They were an example. A warning to other Mongoloids and Negroids and heathen who would think to move to Eddyville to corrupt the people there. Corruption was just another word for sin. The shadows were vivid, loud and demanding, that morning. They screamed unimaginable things in his ears, condemning him, mocking him.
Edgar and his family took the buggy into town instead of walking the seven miles. This was a special occasion, and his mother didn’t want to get her good clothes dirty in the muddy streets. His father pulled the buggy into an empty spot directly opposite the prison. Edgar jumped down from the carriage and then helped his mother down. He stared at the giant building as if he hadn’t seen it before.
Called Castle of the Cumberland, the prison sat high on the hill overlooking the Cumberland River. The giant had taken more than six years to finish and had killed many workers helping to build the structure in record time. Everyone knew the old state penitentiary in Frankford had been a disgrace. The conditions had been called “inhumane” by the newspapers, and had forced lawmakers to quickly find another solution.
That solution was Eddyville and its new castle.
The building stood over the top of the trees, staring up like a vengeful child. When he had been small, the children all told stories of the old, narrow cell house, which led underground from the prison proper, into the hills. They called it “the dungeon,” and said that was where the guards chained unruly inmates. They said that you could sometimes hear the cries of the hopeless men at night, their wails calling out over the waters of the Cumberland.
In town, people were gathering around the prison, waiting for the show. The shadows lay at their feet, as if they were ordinary, normal vestiges from the sun’s radiant glare. They were not. They were evil. They sought the souls of every living being in attendance. Perhaps they would get them.
Thunder broke the quiet, and Edgar looked up, hoping that the rains wouldn’t come the way they had the night before, and the day before that. A thin cloud passed in front of the sun, and he realized that no rain would be forthcoming that day. He said a quick prayer, thanking God for that.

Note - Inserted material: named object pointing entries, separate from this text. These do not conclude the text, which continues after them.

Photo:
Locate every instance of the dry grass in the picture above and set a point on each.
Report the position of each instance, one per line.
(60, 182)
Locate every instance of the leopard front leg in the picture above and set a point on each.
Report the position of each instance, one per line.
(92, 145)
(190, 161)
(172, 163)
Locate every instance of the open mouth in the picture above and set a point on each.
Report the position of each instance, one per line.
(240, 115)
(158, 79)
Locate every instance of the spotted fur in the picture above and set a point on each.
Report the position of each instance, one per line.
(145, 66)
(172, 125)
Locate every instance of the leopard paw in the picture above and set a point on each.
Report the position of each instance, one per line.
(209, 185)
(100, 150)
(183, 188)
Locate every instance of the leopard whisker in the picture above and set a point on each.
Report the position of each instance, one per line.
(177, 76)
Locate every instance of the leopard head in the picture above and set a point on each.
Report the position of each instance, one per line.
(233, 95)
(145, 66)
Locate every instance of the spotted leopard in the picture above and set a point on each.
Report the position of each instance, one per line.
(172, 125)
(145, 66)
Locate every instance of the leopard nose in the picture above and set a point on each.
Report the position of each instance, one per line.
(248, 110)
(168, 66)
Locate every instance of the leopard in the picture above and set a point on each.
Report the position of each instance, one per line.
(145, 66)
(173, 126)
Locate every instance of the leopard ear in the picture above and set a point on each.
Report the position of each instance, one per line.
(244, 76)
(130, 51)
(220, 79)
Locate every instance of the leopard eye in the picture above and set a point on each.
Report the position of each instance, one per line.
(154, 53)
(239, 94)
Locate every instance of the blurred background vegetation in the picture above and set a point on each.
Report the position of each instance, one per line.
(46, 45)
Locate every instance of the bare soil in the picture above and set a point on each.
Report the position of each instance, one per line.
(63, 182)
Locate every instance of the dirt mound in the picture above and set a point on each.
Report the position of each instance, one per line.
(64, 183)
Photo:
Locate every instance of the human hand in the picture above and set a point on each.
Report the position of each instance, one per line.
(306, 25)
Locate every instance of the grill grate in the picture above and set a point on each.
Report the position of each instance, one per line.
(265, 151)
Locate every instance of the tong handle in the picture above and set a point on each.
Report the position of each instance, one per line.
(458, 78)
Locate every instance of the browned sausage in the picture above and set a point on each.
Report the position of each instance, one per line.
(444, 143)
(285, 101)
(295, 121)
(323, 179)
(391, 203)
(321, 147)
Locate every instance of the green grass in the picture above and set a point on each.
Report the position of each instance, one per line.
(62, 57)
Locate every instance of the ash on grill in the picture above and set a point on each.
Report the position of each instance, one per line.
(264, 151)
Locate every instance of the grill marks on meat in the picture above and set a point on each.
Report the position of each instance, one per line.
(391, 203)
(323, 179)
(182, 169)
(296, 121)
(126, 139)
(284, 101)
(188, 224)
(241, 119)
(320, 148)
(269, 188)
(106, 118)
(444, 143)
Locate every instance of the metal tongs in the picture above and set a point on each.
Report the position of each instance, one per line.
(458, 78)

The thunder had come from the massive building, as if the walls themselves were moaning. The giant steel doors swung open, releasing the doomed from their temporary cages into the arms of their final embrace — the ropes around their necks.
Edgar and his family crossed the street, and narrowly avoided getting run down by a grand four-horse buggy that raced toward the prison. On the other side of the road, a woman carrying a small child pushed past them, trying to get closer to the gibbet. She smelled of old, dirty things. Tears streamed down her face as she looked away from the show that had begun to unfold.
Three guards and a tall man in a top hat led the condemned man and girl out from the prison gate. The woman beside Edgar let out a loud gasp, reaching absently for the pair whom she would never embrace again. Her family, Edgar reasoned. Somehow he had not thought that there would be people to mourn them. As he watched them, he was surprised to see how tiny the girl looked. She couldn’t be older than twelve, although she was small even for this generous estimate. The girl followed her father, silently to her death. She knew what would happen to her, he could see the look of resolution on her young face.
The terrible, terrible whispers of the revolting shadows filled his ears, his head, his thoughts. He could hear them mocking him.
The doubts rushed back to him: Will you testify? Will you?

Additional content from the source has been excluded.